In other words, we're not saving up the actual fruits of our labor. We're saving up money.


We're saving up claims on the fruits of other people's labor. In the future, when we're retired, we're going to be buying things produced in that future, not things that are being produced now. So somebody has to be working then, to produce the things we'll be buying.

The lesson here is that the economy has two distinct components. There's the physical structure, which is all the labor, and skills, and resources, and machinery, and roads, ... with which we do work. It's also that work itself. And that work produces value, a concept I'll return to later.

The other component is the financial system, which deals in claims on the stuff produced by the economy's physical structure, claims on value. The financial system decides who gets these claims, it creates them, it stores them, and it destroys them.

Together, the physical structure and the financial system make up the real economy.
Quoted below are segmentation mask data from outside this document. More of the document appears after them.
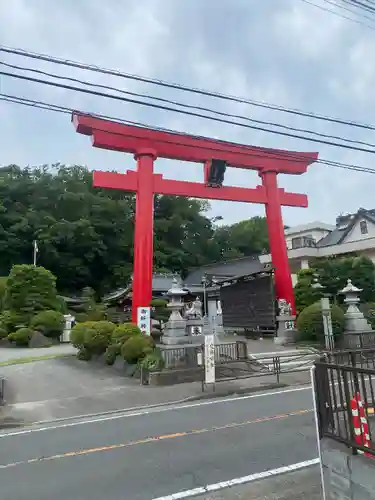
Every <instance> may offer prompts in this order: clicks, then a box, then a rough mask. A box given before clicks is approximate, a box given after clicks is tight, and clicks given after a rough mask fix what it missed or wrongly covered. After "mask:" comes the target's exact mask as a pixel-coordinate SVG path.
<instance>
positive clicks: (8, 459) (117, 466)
mask: <svg viewBox="0 0 375 500" xmlns="http://www.w3.org/2000/svg"><path fill="white" fill-rule="evenodd" d="M316 457H317V449H316V437H315V425H314V417H313V413H312V397H311V391H310V390H296V391H293V392H292V391H290V392H289V391H280V392H279V393H269V394H267V395H266V396H264V395H259V394H255V395H252V396H246V397H243V398H227V399H224V400H209V401H199V402H196V403H190V404H186V405H180V406H176V407H163V408H161V409H154V410H150V411H148V412H143V413H140V412H138V413H137V414H122V415H113V416H107V417H102V418H98V419H92V420H89V421H76V422H69V423H64V422H61V423H58V424H56V425H50V426H49V427H44V428H41V429H39V428H33V429H30V430H26V431H25V430H14V431H11V432H9V431H7V433H5V434H0V498H1V499H2V500H50V499H51V498H53V499H54V500H66V499H69V500H99V499H100V500H103V498H105V499H106V500H152V499H155V498H159V497H163V496H168V495H171V494H173V493H177V492H181V491H183V490H190V489H194V488H197V487H199V486H204V485H207V484H213V483H218V482H221V481H227V480H231V479H233V478H238V477H242V476H247V475H249V474H254V473H258V472H263V471H266V470H270V469H277V468H280V467H282V466H286V465H290V464H295V463H298V462H302V461H307V460H311V459H314V458H316Z"/></svg>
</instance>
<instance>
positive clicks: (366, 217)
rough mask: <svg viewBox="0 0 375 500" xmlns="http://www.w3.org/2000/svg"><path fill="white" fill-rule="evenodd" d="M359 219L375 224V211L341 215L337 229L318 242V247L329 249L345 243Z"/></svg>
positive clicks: (360, 208) (337, 224) (374, 209)
mask: <svg viewBox="0 0 375 500" xmlns="http://www.w3.org/2000/svg"><path fill="white" fill-rule="evenodd" d="M359 219H367V220H369V221H370V222H371V223H372V224H375V209H371V210H366V209H364V208H360V209H359V210H358V212H357V213H356V214H347V215H341V216H339V217H337V219H336V229H334V230H333V231H331V232H330V233H329V234H327V236H325V237H324V238H322V239H321V240H320V241H318V242H317V244H316V246H317V247H328V246H331V245H339V244H340V243H343V241H344V240H345V237H346V236H347V235H348V234H349V232H350V231H351V229H352V228H353V226H354V225H355V224H356V223H357V222H358V220H359Z"/></svg>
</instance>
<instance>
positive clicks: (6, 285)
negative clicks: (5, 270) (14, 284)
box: [0, 276, 8, 312]
mask: <svg viewBox="0 0 375 500" xmlns="http://www.w3.org/2000/svg"><path fill="white" fill-rule="evenodd" d="M7 281H8V276H5V277H4V276H0V312H1V311H2V310H3V308H4V302H5V293H6V287H7Z"/></svg>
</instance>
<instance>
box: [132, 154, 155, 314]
mask: <svg viewBox="0 0 375 500" xmlns="http://www.w3.org/2000/svg"><path fill="white" fill-rule="evenodd" d="M155 158H156V153H155V151H153V150H149V149H145V150H140V151H138V152H137V154H136V155H135V159H136V160H137V171H138V189H137V192H136V202H135V228H134V278H133V298H132V321H133V323H137V315H138V307H149V306H150V302H151V300H152V261H153V238H154V230H153V227H154V175H153V168H154V160H155Z"/></svg>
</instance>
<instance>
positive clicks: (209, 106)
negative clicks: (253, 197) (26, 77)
mask: <svg viewBox="0 0 375 500" xmlns="http://www.w3.org/2000/svg"><path fill="white" fill-rule="evenodd" d="M315 3H316V4H318V5H321V6H324V5H326V4H325V3H324V2H323V0H315ZM333 10H334V8H333ZM0 11H1V16H0V43H1V44H3V45H8V46H17V47H22V48H24V49H27V50H30V51H36V52H43V53H48V54H51V55H55V56H57V57H63V58H68V59H73V60H80V61H84V62H87V63H90V64H96V65H98V66H104V67H111V68H114V69H118V70H121V71H124V72H127V73H133V74H142V75H146V76H150V77H153V78H158V79H163V80H168V81H174V82H178V83H181V84H184V85H187V86H191V87H200V88H206V89H210V90H213V91H218V92H221V93H227V94H231V95H237V96H242V97H247V98H249V99H253V100H257V101H262V102H265V103H267V102H272V103H276V104H280V105H282V106H286V107H292V108H301V109H305V110H310V111H313V112H315V113H321V114H324V115H330V116H338V117H341V118H343V119H348V120H357V121H361V122H365V123H371V122H372V121H373V116H375V101H374V93H373V88H374V84H375V70H374V67H373V64H372V59H373V58H372V54H373V53H374V49H375V47H374V44H375V33H374V32H373V31H371V30H366V29H365V28H364V27H362V26H357V25H355V24H353V23H350V22H349V21H347V20H345V19H342V18H340V17H338V16H335V15H332V14H330V13H329V12H324V11H322V10H320V9H318V8H316V7H313V6H311V5H307V4H306V3H304V2H302V1H299V0H283V1H282V2H281V1H280V2H275V1H271V0H270V1H262V2H259V0H236V1H233V0H220V2H217V1H215V0H205V1H204V2H202V1H201V0H188V1H185V0H179V1H176V0H142V2H139V1H137V0H123V1H122V2H116V1H115V0H108V1H107V2H102V1H99V0H91V1H88V0H81V1H80V2H73V1H72V0H66V1H65V2H60V3H58V4H57V3H56V5H55V6H54V8H53V9H51V3H50V2H48V1H47V0H34V1H33V2H28V1H27V0H13V2H11V3H8V4H7V7H6V8H5V7H3V8H1V7H0ZM337 12H340V11H337ZM374 19H375V16H374ZM374 24H375V23H374ZM2 56H3V55H2ZM2 60H3V61H6V62H11V63H12V64H19V65H24V66H33V67H34V68H39V69H43V70H46V71H50V72H54V73H57V74H59V75H70V76H73V77H76V78H81V79H82V78H83V79H85V80H90V81H92V82H95V83H100V84H104V85H112V86H116V87H121V88H123V89H124V90H130V91H133V92H141V93H145V94H147V93H148V94H153V95H158V96H162V97H167V98H169V99H175V100H179V101H183V102H186V103H194V104H197V105H201V106H206V107H211V108H215V109H218V110H220V111H224V112H229V113H232V114H243V115H246V116H248V117H251V118H253V119H257V120H265V121H268V122H278V123H282V124H284V125H288V126H291V127H300V128H305V129H312V130H315V131H317V132H319V133H324V134H330V135H337V136H342V137H347V138H350V139H352V140H361V141H365V142H369V143H375V139H374V132H373V131H371V130H361V129H354V128H351V127H344V126H340V125H337V124H332V123H329V122H323V121H316V120H311V119H306V118H302V117H298V116H294V115H290V114H286V113H280V112H274V111H271V110H267V109H265V108H261V107H253V106H249V105H244V104H236V103H233V102H229V101H220V100H217V99H214V98H208V97H202V96H198V95H194V94H187V93H186V94H185V93H181V92H177V91H175V90H172V89H162V88H160V87H155V86H151V85H148V84H144V83H140V82H134V81H131V80H123V79H119V78H116V77H113V76H108V75H103V74H100V73H89V72H83V71H78V70H74V69H70V68H66V67H59V66H55V65H49V64H46V63H42V62H38V61H31V60H26V59H22V58H18V57H14V56H13V57H12V56H4V57H3V59H2ZM0 84H1V92H3V93H9V94H17V95H22V96H26V97H28V98H31V99H40V100H46V101H49V102H53V103H58V104H60V105H65V106H68V107H72V108H79V109H83V110H87V111H92V112H98V113H103V114H106V115H111V116H115V117H122V118H125V119H129V120H135V121H140V122H144V123H148V124H150V125H152V126H162V127H167V128H175V129H178V130H181V131H185V132H190V133H193V134H202V135H209V136H212V137H217V138H221V139H226V140H233V141H238V142H243V143H246V144H254V145H260V146H265V147H276V148H283V149H292V150H301V151H319V152H320V156H321V158H325V159H329V160H335V161H340V162H346V163H351V164H361V165H364V166H368V167H373V161H372V160H373V156H372V155H371V154H365V153H360V152H355V151H351V150H346V149H341V148H334V147H330V146H328V145H322V144H315V143H312V142H308V141H302V140H298V139H293V138H288V137H282V136H278V135H274V134H266V133H264V132H260V131H257V130H252V129H246V128H240V127H235V126H233V125H228V124H220V123H215V122H211V121H208V120H202V119H198V118H194V117H187V116H184V115H180V114H175V113H170V112H168V113H167V112H165V111H161V110H155V109H150V108H147V107H141V106H137V105H134V104H130V103H123V102H118V101H112V100H110V99H106V98H100V97H93V96H89V95H85V94H81V93H75V92H71V91H68V90H61V89H55V88H52V87H45V86H42V85H38V84H35V83H30V82H21V81H18V80H14V79H11V78H9V77H5V76H2V77H0ZM0 116H1V120H0V133H1V137H2V145H1V163H2V164H8V163H18V164H20V165H26V164H42V163H43V164H44V163H54V162H57V161H60V162H61V163H67V164H73V163H82V164H86V165H88V166H89V167H90V168H92V169H94V168H95V169H117V170H118V171H124V170H125V169H127V168H134V162H133V159H132V158H131V156H130V155H122V154H120V153H115V152H110V151H102V150H94V149H93V148H91V146H90V142H89V140H88V139H87V138H85V137H82V136H80V135H77V134H75V132H74V130H73V128H72V126H71V124H70V119H69V116H67V115H60V114H55V113H52V112H47V111H42V110H36V109H32V108H23V107H22V106H18V105H15V104H9V103H4V102H0ZM156 169H157V171H158V172H162V173H163V174H164V175H165V176H167V177H169V178H178V179H182V178H186V179H187V180H199V179H200V178H201V177H202V168H201V167H200V166H199V165H192V164H191V165H190V164H189V166H188V167H187V166H186V165H183V164H181V162H171V161H166V160H158V162H157V166H156ZM373 179H374V180H375V177H372V176H371V175H369V174H362V173H356V172H351V171H349V170H338V169H333V168H330V167H324V166H322V165H319V164H316V165H313V166H312V167H310V169H309V172H308V173H307V174H305V175H303V176H298V177H297V176H296V177H292V176H288V177H287V176H283V177H281V178H280V185H281V186H283V187H285V188H286V189H288V190H290V191H295V192H306V193H307V194H308V196H309V201H310V206H309V208H308V209H307V210H303V209H292V208H290V209H285V210H284V211H283V213H284V218H285V223H287V224H289V225H293V224H298V223H303V222H307V221H310V220H316V219H320V220H323V221H326V222H332V221H334V219H335V217H336V215H337V214H338V213H339V212H346V211H355V210H356V209H357V208H358V207H359V206H365V207H369V208H370V207H372V203H373V201H372V200H373V188H372V180H373ZM226 181H227V182H228V183H232V184H234V185H244V186H245V185H249V186H254V185H256V184H257V183H259V179H258V177H257V175H256V173H255V172H243V171H241V170H238V169H230V171H229V173H228V176H227V179H226ZM263 213H264V209H263V207H261V206H255V205H247V206H244V205H242V204H234V203H233V204H231V203H218V202H213V203H212V214H213V215H223V216H224V221H225V222H228V223H230V222H234V221H238V220H241V219H243V218H245V217H251V216H252V215H255V214H263Z"/></svg>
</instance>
(As a side note, the term "real economy" is usually used to refer to what I've called the physical structure. But this usage suggests that the other part of the economy is "merely" money, as opposed to "real" things like production and employment. In fact, there's nothing "mere" about money. In the housing bubble of last decade, "mere" money caused real things to happen like houses to be built. When many of those mortgages couldn't be paid, "mere" money caused millions of people to lose their jobs. As Norm Farwell would observe later in the day, our economic problem was caused by building too many houses, and because of that mess, we now have more homeless people. It's not sane, but it is real. So I consider the "real economy" to be both the physical things that happen, and the financial system that helps direct themor misdirect them.)

So we need to understand the physical structure of the economy, and how it relates to the financial system. The place to start with that is with a basic understanding of ecosystems, because the physical structure of the economy is an ecosystem. What makes an economy different from an ecosystem is precisely the financial system.